Politicians, cricketers and actors seldom retire; more often than not, they are shown the door.
Nitish Babu may be an exception to the rule: On Thursday, he announced his retirement from politics. But Nitish is no MS Dhoni and most political observers felt he had read the writing on the wall – a grim foreboding of what lies ahead; so, he was simply positioning himself for the post-poll scenario.
Others saw in it a desperate gambit to wean away voters by reminding them that he was 69 years old, worn out and fatigued, and they should save him the blushes of an ignominious exit.
Predictably, the Johnny-come lately, Tejaswhi Prasad Yadav, welcomed the announcement and declared, "Nitish Kumar is worn out" – a theme on which he has harped during the campaign.
Nitish, of course, has had a long uninterrupted innings since February 2005. Nonetheless, had the going been indeed good for the party, he would not have tried to strike an emotional chord by declaring: "This is the last day of the election campaign, this is the last meeting.
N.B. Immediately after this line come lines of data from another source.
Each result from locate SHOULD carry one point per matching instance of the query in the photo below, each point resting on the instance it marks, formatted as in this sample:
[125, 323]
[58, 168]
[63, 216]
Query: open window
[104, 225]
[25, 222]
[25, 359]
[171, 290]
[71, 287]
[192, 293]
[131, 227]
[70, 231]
This is my last election. All is well, if it ends well.’’
Lest it is seen as a flippant remark, Nitish’s office also put out a press release which said: "The Chief Minister has announced that Bihar assembly election 2020 is going to be the last of his political career."
However, a ‘last election’ may not necessarily mean political ‘sanyas’, pointed out a veteran journalist. Rather, it could be a hint to the BJP and PM Modi that he would be better ‘deployed’ at the Centre, given that the NDA is walking on crutches ever since it was deserted by the Akali Dal and the Shiv Sena.
Prem Ranjan Patel, BJP spokesman, feels Nitish was expressing his angst at the ruckus in some of his rallies. ‘‘Nitish Kumar is very sensitive and was disturbed at the unseemly protests in the rallies. However, people of Bihar will not allow Kumar to relinquish his pre-eminent role in State politics. ‘‘He is the Vikas Purush and his presence is essential for growth of the state. There is no alternative to Nitish Kumar".
Among those who welcomed the announcement was BJP leader and Union Minister Giriraj Singh, but he has his personal good reasons for doing so.
Congress leader Randeep Surjewala was blunt and reasoned that Kumar has possibly realised that the JDU-BJP alliance is on a sticky wicket and he has therefore conceded defeat. ‘‘He should apologise to the people of Bihar and retire gracefully,’’ pointed out Surjewala.
The last word came from Tejaswhi Prasad Yadav. ‘‘I have been proven right. He was not able to handle Bihar. He is worn out and wants to retire. We have been saying this for a long time. He has understood the ground reality".
LJP president Chirag Paswan was less gracious. "Nitish Kumar announced his retirement without submitting the report card of the last five years. Saheb, ab hum kisse hisab mangenge.’’
There was no word from JD-U leaders and curiously no attempt to dissuade him from walking into the sunset. Shivananad Tiwari, RJD vice-president, summed it up. ‘‘He has used the only emotional weapon that was in his quiver to soften the electorate. It is a stunt."